A great example of this came last Friday when the Bureau of Labor Statistics reported a glowing job report for November. There were significant back revisions to job losses in September and October data. The upshot was a fall by two-tenths to a 10% rate of unemployment. This was unexpected despite other evidence over recent weeks that labor market pressures were lifting ever so gradually.

The fact that only 11,000 workers lost jobs perhaps indicates that employers are less fearful about the future of the economy and raises the question, “is the stimulus working after all?”

Whatever the answers here, we’re delighted with such good news for the economy and look forward to an altogether better 2010.

The market’s reaction to the stunning employment data was a reporter’s nightmare. Investors quickly reined in their view that the Federal Reserve would be able to maintain its ultra-low interest rate policy. As we noted last week in this column, investors have for the longest time been wallowing in the perceived safety of government bonds. The impact has been to artificially drive down market yields. As a result yields on the benchmark 10-year government note rose to 3.48% having been as low as 3.16% exactly a week ago.
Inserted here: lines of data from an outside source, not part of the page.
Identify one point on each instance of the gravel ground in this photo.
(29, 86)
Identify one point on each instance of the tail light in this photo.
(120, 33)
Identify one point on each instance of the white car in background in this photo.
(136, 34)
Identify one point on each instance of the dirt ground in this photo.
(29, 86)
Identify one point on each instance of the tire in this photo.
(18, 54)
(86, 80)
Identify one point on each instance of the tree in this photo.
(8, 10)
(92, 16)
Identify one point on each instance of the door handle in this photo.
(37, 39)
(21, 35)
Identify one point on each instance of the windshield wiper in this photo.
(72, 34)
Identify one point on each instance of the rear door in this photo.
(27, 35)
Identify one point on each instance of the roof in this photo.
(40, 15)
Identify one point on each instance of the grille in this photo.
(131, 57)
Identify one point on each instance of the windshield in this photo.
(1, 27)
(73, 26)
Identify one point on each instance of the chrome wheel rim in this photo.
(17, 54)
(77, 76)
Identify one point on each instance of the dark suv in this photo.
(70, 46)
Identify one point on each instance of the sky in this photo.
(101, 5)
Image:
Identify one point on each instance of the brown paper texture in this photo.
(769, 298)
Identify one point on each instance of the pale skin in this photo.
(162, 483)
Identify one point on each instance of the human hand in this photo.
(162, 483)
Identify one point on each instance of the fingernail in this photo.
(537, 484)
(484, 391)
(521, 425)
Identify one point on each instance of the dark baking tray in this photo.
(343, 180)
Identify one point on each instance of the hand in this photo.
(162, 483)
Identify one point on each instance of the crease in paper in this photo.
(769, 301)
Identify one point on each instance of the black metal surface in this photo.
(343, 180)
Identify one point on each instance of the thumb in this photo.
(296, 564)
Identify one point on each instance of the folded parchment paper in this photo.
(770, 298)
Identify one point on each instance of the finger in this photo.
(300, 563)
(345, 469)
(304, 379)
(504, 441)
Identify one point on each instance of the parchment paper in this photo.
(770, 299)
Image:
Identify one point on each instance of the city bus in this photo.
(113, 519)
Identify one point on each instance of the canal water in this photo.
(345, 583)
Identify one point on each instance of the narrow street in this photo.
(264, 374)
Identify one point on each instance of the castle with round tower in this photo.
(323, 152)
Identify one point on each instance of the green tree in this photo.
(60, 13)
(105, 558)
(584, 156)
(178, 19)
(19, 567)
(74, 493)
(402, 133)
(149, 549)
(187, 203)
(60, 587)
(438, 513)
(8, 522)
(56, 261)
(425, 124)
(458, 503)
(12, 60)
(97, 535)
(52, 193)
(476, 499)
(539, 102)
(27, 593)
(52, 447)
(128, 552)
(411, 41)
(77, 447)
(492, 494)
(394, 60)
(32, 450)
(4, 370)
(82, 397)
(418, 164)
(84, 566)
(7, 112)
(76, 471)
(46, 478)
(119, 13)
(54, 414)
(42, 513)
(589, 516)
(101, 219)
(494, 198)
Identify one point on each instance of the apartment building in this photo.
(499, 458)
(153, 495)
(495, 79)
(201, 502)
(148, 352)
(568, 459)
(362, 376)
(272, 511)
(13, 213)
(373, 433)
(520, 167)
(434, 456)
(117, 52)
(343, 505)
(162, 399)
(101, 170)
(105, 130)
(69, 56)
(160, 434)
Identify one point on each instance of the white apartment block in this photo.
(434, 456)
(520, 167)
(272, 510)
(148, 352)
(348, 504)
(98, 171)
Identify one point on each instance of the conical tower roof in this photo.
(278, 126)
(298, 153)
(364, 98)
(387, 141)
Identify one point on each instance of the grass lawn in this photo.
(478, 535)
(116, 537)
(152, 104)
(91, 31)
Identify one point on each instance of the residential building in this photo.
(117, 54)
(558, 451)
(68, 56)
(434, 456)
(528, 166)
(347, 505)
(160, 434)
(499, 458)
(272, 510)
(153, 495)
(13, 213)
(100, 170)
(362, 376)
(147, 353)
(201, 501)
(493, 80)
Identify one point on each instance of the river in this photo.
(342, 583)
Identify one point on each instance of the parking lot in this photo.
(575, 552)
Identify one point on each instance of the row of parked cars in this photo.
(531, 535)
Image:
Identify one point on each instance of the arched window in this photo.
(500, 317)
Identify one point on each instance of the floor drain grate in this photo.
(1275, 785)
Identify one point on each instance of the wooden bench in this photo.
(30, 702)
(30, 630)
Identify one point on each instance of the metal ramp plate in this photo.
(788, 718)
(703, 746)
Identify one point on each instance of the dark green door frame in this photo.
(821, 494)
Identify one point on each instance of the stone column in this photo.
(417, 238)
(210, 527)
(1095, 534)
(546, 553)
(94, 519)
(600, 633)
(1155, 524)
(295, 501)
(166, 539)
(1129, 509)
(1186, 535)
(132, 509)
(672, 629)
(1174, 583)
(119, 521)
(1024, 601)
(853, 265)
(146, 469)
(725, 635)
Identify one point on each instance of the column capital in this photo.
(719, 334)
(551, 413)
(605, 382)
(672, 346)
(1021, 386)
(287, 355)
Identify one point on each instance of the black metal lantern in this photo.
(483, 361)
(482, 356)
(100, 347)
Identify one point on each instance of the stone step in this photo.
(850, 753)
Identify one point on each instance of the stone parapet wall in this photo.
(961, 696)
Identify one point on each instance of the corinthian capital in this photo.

So money flowing out of government bonds went where?

Well, investors also bought dollars in a big way. The euro shed about two cents during the day to close at $1.4867 from almost $1.51 before the data. The dollar made sweeping gains against all currencies as the prospects for the economy improved. By extension the implication for interest rates worsened. But you can’t ditch U.S. dollar denominated bonds and use the proceeds to buy dollars. By definition you are already long of the greenback under either scenario. So to claim investors did this would be misleading.

Investors also sold gold down, which dropped about $40 per ounce. Now, here’s an exception. We can see investors ditching gold in order to hold money on short-term deposit. Gold has become its own asset class of late, fuelled by fears of a stagnating economy. Yet alone, the transaction of liquidating a long gold position for dollars does not spur a rally in the dollar alone.
The surge in the dollar nailed commodity prices to the floor. They got whacked all day long. Crude oil, copper and corn prices all fell sharply as investors liquidated positions held as an alternative to the falling dollar.

And you will often hear it said that there is a wall of cash sitting in money market funds, simply sitting on the proverbial sidelines as investors bide their time before diving into the market. Yet none of the proceeds from commodity or bonds sales apparently found its way into the traditional haven of the equity markets. The Dow industrials rose a mere 0.2% while the S&P 500 index rallied 0.5%. Hardly a strong sign of conviction.

In the grand scheme of things the money didn’t really flow anywhere. Investors just reassessed the situation and covered positions that had been moving incrementally in their favor for days and weeks. Only on Friday everyone headed for the exit at the same time with the result being a fire sale for commodity and currency prices.

When investors gather their thoughts and realize that improving economic conditions is likely to be a positive for commodity prices, perhaps the rally will gather a head of steam again.